Welcome to another blog post where we explore another exciting dataset with Elastic Stack. Today, you will learn how to ingest and analyze Historical Tornadoes tracks covering 69 years’ worth of data. We will explore the dataset, create the ingest pipeline, consume the CSV file with Filebeat, store tornadoes in Elasticsearch, and visualize them in Kibana.
The Dataset
The primary data source for the historical tracks of tornadoes comes from NOAA’s National weather service storm prediction center. You can read about details on the dataset in its document where you can also learn more about each column. This dataset (as of writing the blog post) covers tornadoes from the years 1950 to 2019.Download the data directly using the
link , or visit the NOAA’s
page and download the file 1950-2019_actual_tornadoes.csv (7.0 MB)

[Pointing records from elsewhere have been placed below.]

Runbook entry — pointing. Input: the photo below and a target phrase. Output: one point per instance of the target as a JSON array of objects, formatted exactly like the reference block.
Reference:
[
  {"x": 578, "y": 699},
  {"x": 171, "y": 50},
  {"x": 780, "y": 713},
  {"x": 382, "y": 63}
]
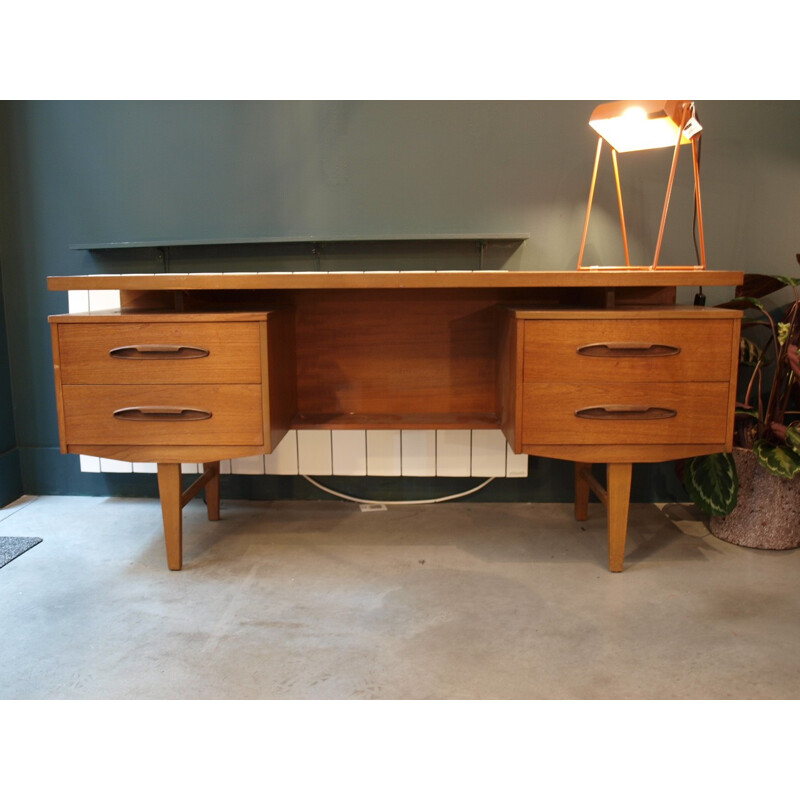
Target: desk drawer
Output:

from the source if the direct link above does not work. I have also included the copy of the data in my Github repository in the data
folder -
1950-2019_actual_tornadoes.csv .
Note, the file name of the CSV file will change over time as new data are added each year.
Tornado document example
The data source consists of the file in the CSV format where each line represents one tornado event, and its different properties are separated by ,
character.
The very first line of the CSV is the names of tornadoes properties (columns), and the explanation of each column is described in the original document .
"om","yr","mo","dy","date","time","tz","st","stf","stn",
"mag","inj","fat","loss","closs","slat","slon","elat","elon",
"len","wid","ns","sn","sg","f1","f2","f3","f4","fc"

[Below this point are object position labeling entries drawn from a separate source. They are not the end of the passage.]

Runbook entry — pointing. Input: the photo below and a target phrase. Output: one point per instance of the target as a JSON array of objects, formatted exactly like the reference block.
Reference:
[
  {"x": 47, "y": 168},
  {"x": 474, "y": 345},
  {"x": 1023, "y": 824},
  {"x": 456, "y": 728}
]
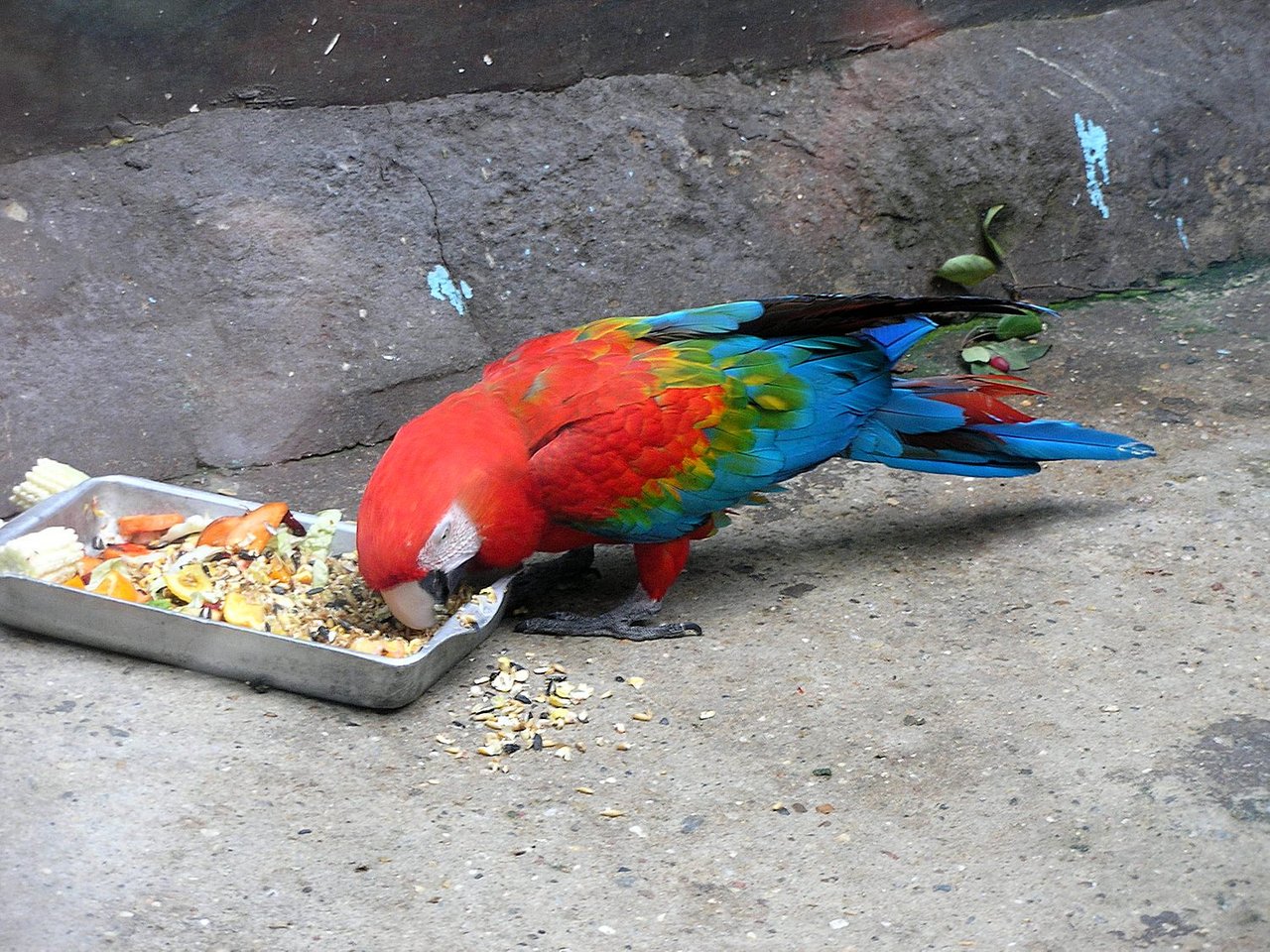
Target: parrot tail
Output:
[{"x": 960, "y": 426}]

A random tornado event from the CSV file might look like the following.
617024,2018,12,31,2018-12-31,14:38:00,3,IN,18,0,1,0,0,20000,
0,38.0935,-86.0869,38.1000,-86.0470,2.2000,140,1,1,1,61,0,0,0,0
Unfortunately, the CSV format is not ready for Elasticsearch, and we need to transform these lines into a JSON document. We also need to make a few transformations to create the tornado event with the timestamp and Geographic Points representing the start and end of the tornado track. Some of the documents only have the starting position of the Tornado. To process lines in to correct JSON document, we will use ingest pipeline , and the final event will look similar to the one below.

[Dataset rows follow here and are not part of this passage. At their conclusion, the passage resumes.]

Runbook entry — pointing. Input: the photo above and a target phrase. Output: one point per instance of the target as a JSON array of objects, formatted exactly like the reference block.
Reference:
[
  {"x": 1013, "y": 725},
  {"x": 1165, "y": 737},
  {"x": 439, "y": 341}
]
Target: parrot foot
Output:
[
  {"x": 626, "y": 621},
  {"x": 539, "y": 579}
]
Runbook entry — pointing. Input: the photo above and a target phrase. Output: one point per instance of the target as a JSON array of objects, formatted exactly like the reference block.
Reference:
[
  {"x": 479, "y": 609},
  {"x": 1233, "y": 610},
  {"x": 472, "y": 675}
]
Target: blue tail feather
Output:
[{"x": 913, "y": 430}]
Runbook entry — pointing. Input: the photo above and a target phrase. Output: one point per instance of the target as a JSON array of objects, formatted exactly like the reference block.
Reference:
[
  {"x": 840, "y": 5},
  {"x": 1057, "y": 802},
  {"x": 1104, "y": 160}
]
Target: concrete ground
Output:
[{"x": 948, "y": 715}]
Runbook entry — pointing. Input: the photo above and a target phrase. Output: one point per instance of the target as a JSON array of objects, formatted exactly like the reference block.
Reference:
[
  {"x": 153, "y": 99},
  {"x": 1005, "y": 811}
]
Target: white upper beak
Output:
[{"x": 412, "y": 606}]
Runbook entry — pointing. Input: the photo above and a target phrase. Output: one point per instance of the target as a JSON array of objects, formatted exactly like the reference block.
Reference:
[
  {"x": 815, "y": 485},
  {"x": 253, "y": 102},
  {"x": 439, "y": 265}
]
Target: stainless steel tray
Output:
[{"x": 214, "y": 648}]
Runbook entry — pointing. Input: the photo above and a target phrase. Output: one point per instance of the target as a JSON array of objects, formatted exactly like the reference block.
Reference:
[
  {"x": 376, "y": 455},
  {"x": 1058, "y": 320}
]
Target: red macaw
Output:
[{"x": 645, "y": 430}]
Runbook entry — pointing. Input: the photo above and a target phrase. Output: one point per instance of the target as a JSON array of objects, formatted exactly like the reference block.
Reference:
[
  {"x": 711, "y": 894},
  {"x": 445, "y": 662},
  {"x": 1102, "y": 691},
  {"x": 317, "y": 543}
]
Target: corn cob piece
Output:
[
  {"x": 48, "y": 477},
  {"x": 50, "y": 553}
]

Tornado event after Ingest pipeline transformation from the CSV format
{
"docs": [
{
"doc": {
"_index": "index",
"_type": "_doc",
"_id": "id",
"_source": {
"ns": "1",
"tz": "3",
"f1": "61",
"f2": "0",
"f3": "0",
"f4": "0",
"tpath": {
"coordinates": [
[
-86.0869,
38.0935
],
[
-86.047,
38.1
]
],
"type": "linestring"
},
"loss": "20000",
"mag": "1",
"wid": "140",
"len": "2.2000",
"sg": "1",
"elocation": "38.1000,-86.0470",
"fat": "0",
"sn": "1",
"om": "617024",
"timestamp": "2018-12-31 14:38:00",
"st": "IN",
"closs": "0",
"stf": "18",
"inj": "0",
"slocation": "38.0935,-86.0869",
"stn": "0",
"fc": "0"
},
"_ingest": {
"timestamp": "2021-02-16T22:26:58.4035474Z"
}
}
}
]
}
The indexing pipeline/strategy
There are several options for processing the CSV file and indexing the data (lines) into Elasticsearch. Each strategy has itspros and cons,
and it only depends on your abilities, tools, and desired effect which option you choose. In this blog post, I decided to use a simple and straightforward path to achieve the goal.
Our pipeline
CSV file <- Filebeat (read the file) -> Elasticsearch (with Ingest pipeline) <-> Kibana (visualization)
- Filebeat - The purpose of Filebeat is to read the file line by line and send it to Elasticsearch for processing and indexing. The footprint of Filebeat on the system is small, and there are several other advantages. One of them is the compatibility with the entire Elastic Stack ecosystem. You do not need to maintain a custom script to be compatible with Elasticsearch in the future.
- Elasticsearch - The data store and much more. As the source document contains fields that we want to transform or remove, we do so by using the ingest pipeline when indexing the document.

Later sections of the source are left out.